While one solution might be to move this chunk to a Cython-accelerated code, it will remain somewhat slow no matter what.
In this PR, I take a completely different approach. In the first part of the code, I compute the projected depth of a cube as seen from the camera position (i.e. how long is the segment traversing the cube at different pixel locations). One way of seeing this is that we now have a precomputed kernel, which we can apply to each cell at a scale proportional to the cell size.
This yields good performances: ~2s on an i9 for an 800x800 simulation with 10,000,000 cells. Interestingly, this could also be used to offload the rendering to the GPU.
While the code is relatively stable, I still get slight differences between axis-aligned projections and this method, which suggests that there are some minor details that I got wrong (see below).
Comparisons
Using the code
import yt
ds = yt.load_sample("output_00080")
p = yt.ProjectionPlot(
ds,
"y",
"density",
weight_field="density"
)
p.set_zlim(("gas", "density"), 6e-31, 2e-26)

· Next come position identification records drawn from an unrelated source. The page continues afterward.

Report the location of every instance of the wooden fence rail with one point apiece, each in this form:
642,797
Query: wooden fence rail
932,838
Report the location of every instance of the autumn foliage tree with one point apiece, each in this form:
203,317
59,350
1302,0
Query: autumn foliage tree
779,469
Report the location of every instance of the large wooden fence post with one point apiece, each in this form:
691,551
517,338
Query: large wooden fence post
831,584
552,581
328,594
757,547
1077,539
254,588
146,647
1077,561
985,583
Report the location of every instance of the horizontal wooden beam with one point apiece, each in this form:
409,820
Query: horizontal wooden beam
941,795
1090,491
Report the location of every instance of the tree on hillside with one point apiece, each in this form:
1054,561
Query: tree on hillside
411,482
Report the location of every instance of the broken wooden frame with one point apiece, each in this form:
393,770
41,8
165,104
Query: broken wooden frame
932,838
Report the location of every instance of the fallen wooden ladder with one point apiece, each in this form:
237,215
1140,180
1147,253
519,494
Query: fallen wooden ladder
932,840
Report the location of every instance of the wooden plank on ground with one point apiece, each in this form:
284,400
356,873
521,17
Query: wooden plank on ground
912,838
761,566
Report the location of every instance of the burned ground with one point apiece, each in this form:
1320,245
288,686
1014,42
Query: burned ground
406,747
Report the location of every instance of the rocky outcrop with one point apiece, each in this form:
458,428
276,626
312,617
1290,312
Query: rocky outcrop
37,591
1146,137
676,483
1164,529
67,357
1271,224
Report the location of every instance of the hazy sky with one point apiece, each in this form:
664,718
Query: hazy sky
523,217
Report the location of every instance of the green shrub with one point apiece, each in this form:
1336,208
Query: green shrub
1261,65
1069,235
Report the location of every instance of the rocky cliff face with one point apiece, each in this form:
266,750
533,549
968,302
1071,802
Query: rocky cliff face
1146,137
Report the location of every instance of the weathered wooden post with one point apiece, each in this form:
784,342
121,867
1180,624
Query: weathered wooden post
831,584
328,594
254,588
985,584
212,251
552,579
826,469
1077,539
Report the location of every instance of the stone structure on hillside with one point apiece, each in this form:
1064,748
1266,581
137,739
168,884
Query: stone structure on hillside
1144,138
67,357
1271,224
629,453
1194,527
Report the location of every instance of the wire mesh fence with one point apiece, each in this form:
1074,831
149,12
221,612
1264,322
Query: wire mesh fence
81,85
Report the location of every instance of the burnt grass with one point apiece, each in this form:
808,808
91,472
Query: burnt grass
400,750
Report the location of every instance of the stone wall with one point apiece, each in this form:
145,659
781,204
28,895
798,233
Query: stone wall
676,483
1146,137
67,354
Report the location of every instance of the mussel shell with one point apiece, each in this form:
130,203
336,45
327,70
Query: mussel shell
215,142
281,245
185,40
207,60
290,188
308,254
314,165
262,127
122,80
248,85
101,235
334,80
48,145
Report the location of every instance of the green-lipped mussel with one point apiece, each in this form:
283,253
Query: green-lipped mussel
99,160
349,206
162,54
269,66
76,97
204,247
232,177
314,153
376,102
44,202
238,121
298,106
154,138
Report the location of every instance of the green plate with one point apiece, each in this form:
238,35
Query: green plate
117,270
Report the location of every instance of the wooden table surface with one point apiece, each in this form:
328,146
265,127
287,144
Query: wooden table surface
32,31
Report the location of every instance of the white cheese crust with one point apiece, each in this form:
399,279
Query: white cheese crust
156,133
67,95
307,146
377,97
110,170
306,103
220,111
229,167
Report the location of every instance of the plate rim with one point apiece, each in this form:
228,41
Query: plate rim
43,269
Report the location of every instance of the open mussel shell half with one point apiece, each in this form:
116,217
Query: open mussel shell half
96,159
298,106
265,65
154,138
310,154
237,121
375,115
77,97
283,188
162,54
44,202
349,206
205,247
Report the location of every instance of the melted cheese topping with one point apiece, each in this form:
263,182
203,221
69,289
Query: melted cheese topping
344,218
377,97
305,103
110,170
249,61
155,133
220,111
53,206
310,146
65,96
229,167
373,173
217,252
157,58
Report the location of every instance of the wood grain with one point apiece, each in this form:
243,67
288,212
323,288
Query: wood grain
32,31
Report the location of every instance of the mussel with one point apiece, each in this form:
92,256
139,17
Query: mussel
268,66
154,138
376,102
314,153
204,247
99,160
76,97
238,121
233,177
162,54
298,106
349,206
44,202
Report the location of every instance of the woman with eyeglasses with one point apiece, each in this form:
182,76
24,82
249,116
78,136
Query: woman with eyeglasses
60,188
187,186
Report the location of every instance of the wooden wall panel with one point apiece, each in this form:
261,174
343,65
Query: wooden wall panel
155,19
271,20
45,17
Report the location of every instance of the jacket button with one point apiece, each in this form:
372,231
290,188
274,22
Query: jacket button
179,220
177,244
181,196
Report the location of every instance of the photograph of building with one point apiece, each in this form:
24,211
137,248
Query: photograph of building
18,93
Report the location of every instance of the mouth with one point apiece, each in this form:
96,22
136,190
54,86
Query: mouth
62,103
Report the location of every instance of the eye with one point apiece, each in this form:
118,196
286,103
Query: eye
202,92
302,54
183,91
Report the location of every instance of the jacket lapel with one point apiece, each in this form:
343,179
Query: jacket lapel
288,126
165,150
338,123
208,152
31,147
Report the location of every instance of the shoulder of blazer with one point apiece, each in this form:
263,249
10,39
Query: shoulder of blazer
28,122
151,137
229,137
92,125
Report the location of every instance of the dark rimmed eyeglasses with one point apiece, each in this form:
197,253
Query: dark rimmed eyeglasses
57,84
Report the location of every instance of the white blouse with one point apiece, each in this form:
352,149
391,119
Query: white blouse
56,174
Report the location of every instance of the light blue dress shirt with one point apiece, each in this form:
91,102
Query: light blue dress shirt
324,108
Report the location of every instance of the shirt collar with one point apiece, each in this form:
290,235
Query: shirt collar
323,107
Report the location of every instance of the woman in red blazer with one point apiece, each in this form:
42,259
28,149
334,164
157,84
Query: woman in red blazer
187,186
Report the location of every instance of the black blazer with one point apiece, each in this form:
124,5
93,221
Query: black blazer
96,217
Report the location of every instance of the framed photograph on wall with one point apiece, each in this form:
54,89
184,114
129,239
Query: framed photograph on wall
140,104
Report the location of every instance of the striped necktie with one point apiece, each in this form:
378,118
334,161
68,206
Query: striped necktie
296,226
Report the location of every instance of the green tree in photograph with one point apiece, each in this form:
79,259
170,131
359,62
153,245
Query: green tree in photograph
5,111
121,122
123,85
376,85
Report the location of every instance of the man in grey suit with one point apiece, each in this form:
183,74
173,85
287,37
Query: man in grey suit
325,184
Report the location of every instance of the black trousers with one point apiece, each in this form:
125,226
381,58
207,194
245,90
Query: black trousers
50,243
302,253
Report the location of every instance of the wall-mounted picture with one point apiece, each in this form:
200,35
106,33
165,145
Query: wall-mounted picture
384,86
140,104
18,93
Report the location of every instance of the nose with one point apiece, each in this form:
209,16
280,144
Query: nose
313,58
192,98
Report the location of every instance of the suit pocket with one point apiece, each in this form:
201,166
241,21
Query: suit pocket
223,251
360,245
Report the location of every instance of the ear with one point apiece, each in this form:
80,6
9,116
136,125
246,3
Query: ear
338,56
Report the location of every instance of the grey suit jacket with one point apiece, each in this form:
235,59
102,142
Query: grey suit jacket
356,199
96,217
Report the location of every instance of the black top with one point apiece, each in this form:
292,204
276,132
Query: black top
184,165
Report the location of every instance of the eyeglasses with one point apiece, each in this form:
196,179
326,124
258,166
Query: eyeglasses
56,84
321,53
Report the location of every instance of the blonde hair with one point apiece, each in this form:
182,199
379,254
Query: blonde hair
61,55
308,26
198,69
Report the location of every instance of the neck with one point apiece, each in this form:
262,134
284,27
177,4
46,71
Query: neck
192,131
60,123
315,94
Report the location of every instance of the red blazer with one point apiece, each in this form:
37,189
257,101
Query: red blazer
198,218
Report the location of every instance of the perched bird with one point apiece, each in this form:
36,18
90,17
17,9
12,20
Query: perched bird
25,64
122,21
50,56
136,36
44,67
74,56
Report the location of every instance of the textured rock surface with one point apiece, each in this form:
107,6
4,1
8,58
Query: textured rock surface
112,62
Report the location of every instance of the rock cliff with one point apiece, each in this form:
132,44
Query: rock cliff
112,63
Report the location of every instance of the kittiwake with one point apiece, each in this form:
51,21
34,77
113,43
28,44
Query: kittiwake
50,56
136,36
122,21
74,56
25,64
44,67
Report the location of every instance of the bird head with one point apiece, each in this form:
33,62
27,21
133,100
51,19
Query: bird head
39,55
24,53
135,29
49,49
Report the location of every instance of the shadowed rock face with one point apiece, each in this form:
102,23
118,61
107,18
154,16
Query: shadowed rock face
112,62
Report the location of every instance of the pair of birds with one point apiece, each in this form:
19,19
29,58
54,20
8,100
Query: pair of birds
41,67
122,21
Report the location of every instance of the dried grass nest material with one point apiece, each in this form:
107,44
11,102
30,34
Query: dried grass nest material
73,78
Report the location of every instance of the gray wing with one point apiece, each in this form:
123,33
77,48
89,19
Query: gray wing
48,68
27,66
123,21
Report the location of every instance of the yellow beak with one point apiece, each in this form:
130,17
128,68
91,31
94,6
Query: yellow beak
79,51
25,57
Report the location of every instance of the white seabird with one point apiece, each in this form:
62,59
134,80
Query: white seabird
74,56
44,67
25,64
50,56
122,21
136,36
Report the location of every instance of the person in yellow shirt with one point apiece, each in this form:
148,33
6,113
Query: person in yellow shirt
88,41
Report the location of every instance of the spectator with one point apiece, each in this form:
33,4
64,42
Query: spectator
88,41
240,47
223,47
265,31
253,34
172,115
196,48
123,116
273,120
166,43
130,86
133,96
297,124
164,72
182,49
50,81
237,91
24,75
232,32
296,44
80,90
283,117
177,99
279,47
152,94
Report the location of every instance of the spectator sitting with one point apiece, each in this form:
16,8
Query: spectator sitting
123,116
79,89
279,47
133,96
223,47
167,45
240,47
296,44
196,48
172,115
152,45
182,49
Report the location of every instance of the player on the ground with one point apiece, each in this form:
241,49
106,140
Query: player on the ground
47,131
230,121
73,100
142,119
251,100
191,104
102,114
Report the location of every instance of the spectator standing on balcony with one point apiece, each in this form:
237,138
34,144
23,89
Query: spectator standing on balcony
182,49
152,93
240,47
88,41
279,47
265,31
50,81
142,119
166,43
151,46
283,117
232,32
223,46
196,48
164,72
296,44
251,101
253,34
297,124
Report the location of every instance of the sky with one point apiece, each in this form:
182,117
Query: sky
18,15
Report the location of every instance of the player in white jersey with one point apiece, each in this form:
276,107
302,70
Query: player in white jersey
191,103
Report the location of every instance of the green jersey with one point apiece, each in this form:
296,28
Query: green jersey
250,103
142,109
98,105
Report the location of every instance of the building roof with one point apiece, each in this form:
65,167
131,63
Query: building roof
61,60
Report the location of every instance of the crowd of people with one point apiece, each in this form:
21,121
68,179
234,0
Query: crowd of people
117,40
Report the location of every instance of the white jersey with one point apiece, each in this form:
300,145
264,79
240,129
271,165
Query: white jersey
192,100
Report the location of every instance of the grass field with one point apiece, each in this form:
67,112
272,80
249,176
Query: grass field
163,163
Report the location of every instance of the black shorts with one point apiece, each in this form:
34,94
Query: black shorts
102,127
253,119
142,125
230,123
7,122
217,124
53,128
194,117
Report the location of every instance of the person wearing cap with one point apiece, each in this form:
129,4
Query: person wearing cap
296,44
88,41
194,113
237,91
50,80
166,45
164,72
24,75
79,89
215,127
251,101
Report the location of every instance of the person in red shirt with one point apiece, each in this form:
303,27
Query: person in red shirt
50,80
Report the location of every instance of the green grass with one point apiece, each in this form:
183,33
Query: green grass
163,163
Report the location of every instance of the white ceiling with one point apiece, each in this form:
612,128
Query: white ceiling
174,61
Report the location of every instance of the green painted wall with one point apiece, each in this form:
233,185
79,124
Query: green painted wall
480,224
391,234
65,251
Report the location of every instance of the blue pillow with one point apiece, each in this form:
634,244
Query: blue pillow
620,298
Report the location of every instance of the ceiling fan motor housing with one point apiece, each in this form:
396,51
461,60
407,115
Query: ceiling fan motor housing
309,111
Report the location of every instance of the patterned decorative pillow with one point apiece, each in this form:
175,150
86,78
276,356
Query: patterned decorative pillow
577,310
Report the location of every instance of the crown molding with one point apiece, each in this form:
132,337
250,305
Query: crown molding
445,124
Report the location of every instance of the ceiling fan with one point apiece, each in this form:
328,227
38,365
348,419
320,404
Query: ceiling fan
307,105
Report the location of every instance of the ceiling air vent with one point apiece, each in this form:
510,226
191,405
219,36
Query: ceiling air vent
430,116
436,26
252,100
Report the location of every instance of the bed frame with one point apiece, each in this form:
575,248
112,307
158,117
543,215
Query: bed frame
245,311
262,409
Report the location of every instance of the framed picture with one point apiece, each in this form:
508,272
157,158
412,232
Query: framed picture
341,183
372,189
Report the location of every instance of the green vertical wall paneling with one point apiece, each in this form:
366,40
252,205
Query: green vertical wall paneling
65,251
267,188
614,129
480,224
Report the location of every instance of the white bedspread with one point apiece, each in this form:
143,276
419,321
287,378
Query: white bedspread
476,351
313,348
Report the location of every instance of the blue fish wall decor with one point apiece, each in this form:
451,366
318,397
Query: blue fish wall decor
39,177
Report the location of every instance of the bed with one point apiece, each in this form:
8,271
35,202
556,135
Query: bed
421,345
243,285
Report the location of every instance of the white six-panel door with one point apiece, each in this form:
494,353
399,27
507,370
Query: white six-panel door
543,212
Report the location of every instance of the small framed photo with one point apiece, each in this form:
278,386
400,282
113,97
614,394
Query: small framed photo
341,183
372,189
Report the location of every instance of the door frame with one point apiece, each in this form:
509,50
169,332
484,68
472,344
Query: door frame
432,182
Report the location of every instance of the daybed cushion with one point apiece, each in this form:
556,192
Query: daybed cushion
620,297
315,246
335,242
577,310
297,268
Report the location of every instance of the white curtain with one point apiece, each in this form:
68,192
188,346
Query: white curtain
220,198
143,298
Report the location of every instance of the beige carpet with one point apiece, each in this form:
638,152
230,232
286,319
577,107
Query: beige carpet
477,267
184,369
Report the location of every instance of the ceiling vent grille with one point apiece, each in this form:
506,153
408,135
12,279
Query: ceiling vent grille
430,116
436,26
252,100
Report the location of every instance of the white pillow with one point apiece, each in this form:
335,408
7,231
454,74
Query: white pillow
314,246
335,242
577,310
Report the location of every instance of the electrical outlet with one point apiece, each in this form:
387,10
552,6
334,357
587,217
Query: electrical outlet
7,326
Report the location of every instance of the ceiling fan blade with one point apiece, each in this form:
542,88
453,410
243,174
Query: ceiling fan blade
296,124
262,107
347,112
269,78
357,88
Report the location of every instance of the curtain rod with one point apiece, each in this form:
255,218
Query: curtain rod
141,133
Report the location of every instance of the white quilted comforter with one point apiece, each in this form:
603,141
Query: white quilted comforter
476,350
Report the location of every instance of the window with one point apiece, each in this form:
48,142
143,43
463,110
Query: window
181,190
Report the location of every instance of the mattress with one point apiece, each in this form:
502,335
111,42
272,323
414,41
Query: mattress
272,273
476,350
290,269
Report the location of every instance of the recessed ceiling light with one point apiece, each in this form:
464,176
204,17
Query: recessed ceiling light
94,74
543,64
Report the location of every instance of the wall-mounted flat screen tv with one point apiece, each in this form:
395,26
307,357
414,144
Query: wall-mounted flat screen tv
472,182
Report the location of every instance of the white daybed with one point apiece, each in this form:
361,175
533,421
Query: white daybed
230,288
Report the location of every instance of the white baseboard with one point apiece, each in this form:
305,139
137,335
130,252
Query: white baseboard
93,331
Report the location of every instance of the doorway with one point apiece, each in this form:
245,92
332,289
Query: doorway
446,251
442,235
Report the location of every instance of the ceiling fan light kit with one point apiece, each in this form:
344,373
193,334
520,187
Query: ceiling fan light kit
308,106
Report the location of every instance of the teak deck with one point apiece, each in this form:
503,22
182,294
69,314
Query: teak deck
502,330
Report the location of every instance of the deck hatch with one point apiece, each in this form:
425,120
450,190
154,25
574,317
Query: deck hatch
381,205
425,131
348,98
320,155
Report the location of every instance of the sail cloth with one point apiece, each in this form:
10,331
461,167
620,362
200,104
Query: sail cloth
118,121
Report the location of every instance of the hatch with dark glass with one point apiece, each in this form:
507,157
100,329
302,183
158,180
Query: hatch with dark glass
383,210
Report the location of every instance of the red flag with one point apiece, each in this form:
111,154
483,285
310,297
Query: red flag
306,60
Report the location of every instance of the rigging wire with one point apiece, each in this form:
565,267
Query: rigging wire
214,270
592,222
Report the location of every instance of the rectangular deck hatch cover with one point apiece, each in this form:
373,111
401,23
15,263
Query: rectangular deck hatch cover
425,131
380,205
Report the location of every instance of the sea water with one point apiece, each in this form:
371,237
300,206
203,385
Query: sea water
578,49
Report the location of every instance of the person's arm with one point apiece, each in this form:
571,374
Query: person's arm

p.save("/tmp/projection.png")
p = yt.OffAxisProjectionPlot(
ds,
[0, 1, 0],
"density",
north_vector=[1, 0, 0],
width=(1, "unitary"),
center=[0.5, 0.5, 0.5],
buff_size=(800, 800),
weight_field="density",
)
p.set_zlim(("gas", "density"), 6e-31, 2e-26)
p.set_axes_unit("Mpc")
p.save("/tmp/new.png")
I obtain (as of #f8d38de) very similar performances as the on-axis projection (!!!)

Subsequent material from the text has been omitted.